East: From also-rans to champions in just one year

Amid the chaotic celebration on the turf inside Reliant Stadium late Saturday afternoon, a loud voice boomed.

“Come on, men,” Southern football coach Dawson Odums bellowed to his smiling, laughing and dancing players. “Come on. Get your helmets.”

Even as the Jaguars were celebrating their Southwestern Athletic Conference Championship, Odums was orchestrating his team — his program.

The allotted time for Southern to celebrate its heart-pounding, 34-27 double-overtime, marathon victory against Jackson State had expired.

It was time for the players to grab their stuff, get back to the locker room and reflect on the university’s first conference championship in 10 years.

It was mission accomplished for Odums’ team, but Odums’ mission continues.

It began 15 months ago when he took over a team in disarray after Stump Mitchell was fired in the wake of an ugly 0-2 start.

Odums and the team salvaged some respectability by winning four of the last nine games, convincing Athletic Director William Broussard to hire Odums full time nearly one year ago.

Another 0-2 start ensued this year, but then the wins started coming and formed this unanticipated championship run. Two victories were followed by a last-minute loss to the team the Jaguars would meet again Saturday.

Two more wins were followed by an overtime loss to Alcorn State — one of four overtime games Southern would play. That was the only overtime game that ended in defeat and the last game this season that would end in a loss.

The Jaguars won their last four regular-season games, earning a trip to the conference title game for the first time in nine years.

This was all new to these players — a winning season, a division title, a chance to play for a conference championship.

On Saturday morning, Odums showed his players a video that was a compilation of all the work they had done from the start of spring practice through last week’s Bayou Classic victory against Grambling.

Its purpose?

Jackson State had played in the SWAC title game a year ago and was undefeated in the league this season before losing its last game against Alcorn State in a contest that had no bearing on the standings. Odums knew his team was generally considered an underdog and he didn’t mind playing that up to them.

“We showed them that video to remind them of how hard they had worked,” Odums said, “and that they had just as much right to be here even though we weren’t the favorite.”

Odums said he was “very disappointed” that only three of his players had been chosen to the SWAC’s all-conference team.
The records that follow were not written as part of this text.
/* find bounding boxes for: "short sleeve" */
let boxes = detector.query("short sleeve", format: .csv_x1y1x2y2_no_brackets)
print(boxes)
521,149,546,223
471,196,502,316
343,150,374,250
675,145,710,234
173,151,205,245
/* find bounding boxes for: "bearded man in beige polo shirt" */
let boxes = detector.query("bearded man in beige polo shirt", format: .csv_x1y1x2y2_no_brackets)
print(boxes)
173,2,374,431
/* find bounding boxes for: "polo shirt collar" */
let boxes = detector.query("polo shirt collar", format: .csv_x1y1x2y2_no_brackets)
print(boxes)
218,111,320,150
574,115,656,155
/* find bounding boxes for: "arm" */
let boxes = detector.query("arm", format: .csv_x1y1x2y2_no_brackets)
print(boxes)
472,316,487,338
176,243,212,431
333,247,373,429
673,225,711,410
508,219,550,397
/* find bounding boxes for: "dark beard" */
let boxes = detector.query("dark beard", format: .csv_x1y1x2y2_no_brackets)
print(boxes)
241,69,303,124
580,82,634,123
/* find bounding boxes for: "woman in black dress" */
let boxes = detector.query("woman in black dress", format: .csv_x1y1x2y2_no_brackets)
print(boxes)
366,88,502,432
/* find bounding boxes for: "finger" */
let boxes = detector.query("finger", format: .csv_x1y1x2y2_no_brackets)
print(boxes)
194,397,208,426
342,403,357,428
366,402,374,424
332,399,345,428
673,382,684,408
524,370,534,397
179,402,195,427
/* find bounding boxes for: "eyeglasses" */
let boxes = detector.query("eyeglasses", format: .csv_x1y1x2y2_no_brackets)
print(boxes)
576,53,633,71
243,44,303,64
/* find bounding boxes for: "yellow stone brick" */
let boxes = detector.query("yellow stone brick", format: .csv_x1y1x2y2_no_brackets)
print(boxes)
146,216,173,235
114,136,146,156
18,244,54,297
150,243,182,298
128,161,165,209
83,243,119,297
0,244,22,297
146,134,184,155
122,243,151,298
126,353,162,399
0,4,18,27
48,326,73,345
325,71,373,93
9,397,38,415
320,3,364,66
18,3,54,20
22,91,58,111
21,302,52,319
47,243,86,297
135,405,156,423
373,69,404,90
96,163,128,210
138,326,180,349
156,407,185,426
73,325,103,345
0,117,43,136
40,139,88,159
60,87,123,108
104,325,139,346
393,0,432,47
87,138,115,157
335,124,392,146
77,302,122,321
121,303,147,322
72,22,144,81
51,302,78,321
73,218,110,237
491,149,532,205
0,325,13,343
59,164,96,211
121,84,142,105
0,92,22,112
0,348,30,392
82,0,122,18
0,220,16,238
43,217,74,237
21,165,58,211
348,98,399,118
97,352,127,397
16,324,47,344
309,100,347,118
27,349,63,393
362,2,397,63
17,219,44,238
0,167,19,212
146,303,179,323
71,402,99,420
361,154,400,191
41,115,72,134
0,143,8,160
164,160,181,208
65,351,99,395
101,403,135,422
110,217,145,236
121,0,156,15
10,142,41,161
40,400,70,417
He wondered how the team that won the league championship could have done so with just three players considered among the best among their peers.

But he has a plan to change that, too.

Odums said he would be on the road Monday recruiting, trying to secure commitments from high school seniors who can come to Southern and continue to build on the success of this season.

“I want to get back here next year,” Odums said, “so I can show people that we’re building a program at Southern.”

Odums talks a lot about building a program that competes at the highest level on a consistent basis, one that players form a lifelong attachment to, one that inspires them to give back to — and come back to.

Southern used to have a football program like that.

Last month, members of the Jaguars’ previous SWAC championship team were honored at the final home game. Players from that 2003 team spoke to this year’s team about their experience with the program in its heyday.

As Odums reflected on this year’s championship, he was flanked by two seniors who played their last game Saturday and left the program better than they found it, left it as champions.

Seated to Odums’ left was quarterback Dray Joseph, who has thrown more touchdown passes than any other Jaguars quarterback.

Seated to his right was linebacker Anthony Balancier, whom Odums disciplined earlier in the season when Balancier disrespected an opponent in comments to the media.

They were the offensive and defensive most valuable players of the game.

Both were team captains, examples of what this program can accomplish.

“Ten years from now, when we have our first reunion,” Odums said, “and we refer back to the past, I can call on my own.”

Odums said these players “will never forget this moment.”

It’s certain that Odums won’t forget this moment, either — the day his fledgling program produced a championship team.